It's revealed early on that Brimley has been in contact with some kind of Jack Kevorkian-like suicide doctor and when Beau realizes this he immediately tries to dissuade his friend from helping Brimley carry out this plan. They've now opened a legal can of worms for their friend the homicide detective. In fact, Beau doesn't particularly help things by asking a hypothetical question about the situation to his colleague, Lewis, when he returns to the station.

Thankfully the rest of the episode's other plotlines are pretty good, but somehow behind the scenes, Brimley has changed his plans to end his own life. He now has a gun in his dresser and he asks Chuck to kill him with it. This is where the episode went off the rails for me. Of course, his son doesn't want to do it and tells Brimley to do it himself if that's what he wants. Brimley pleads with him that he can't because he's afraid to do it himself and he's in so much pain. And then off-screen his son actually does it... in exactly the most botched way possible to cast suspicion on himself and require Homicide's involvement.

Needless to say, my derision for Brimley's character and his son knows no bounds. I don't care how much pain you're in, I can't imagine asking your child to live with killing their parent in a gruesomely violent fashion. Let alone leave them to deal with the legal consequences that will surely follow.

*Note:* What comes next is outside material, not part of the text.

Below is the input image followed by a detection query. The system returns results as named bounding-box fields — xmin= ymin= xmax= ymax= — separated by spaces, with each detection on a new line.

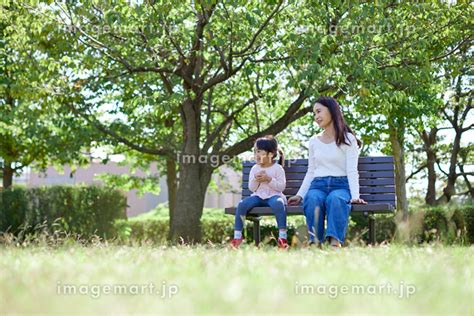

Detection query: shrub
xmin=112 ymin=203 xmax=474 ymax=246
xmin=460 ymin=204 xmax=474 ymax=243
xmin=0 ymin=185 xmax=126 ymax=239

Speaking of those consequences. Guess who the primary detective is on the case? Lewis, the detective Felton talked to earlier about his hypothetical question. He suspects Chuck's claims of suicide are bogus, and immediately knows something is up when Felton intervenes and tells his friend to clam up. So we get a juicy confrontation between Lewis and Felton in the bathroom over the investigation tampering. They hash it out, and Lewis unbelievably decides to help the son out by letting him wash up before they test him for gunpowder residue. The case gets filed as a suicide and Felton and Chuck have one last scene together at the docks where they reminisce about Brimley.

Now admittedly I'm early in the series, but it feels like this episode was a bit of a one-off that won't have any further consequences. I hope that's not the case and there are callbacks and repercussions to this case in later episodes. I've thought about this episode a lot more than the previous ones but for all the wrong reasons. Hopefully, the rest of season two and beyond will get back to the level of quality that I saw leading up to it.

  1. Originally this aired as episode 2 of season 2 because of the whims of NBC, but I believe Peacock is listing them in their intended order.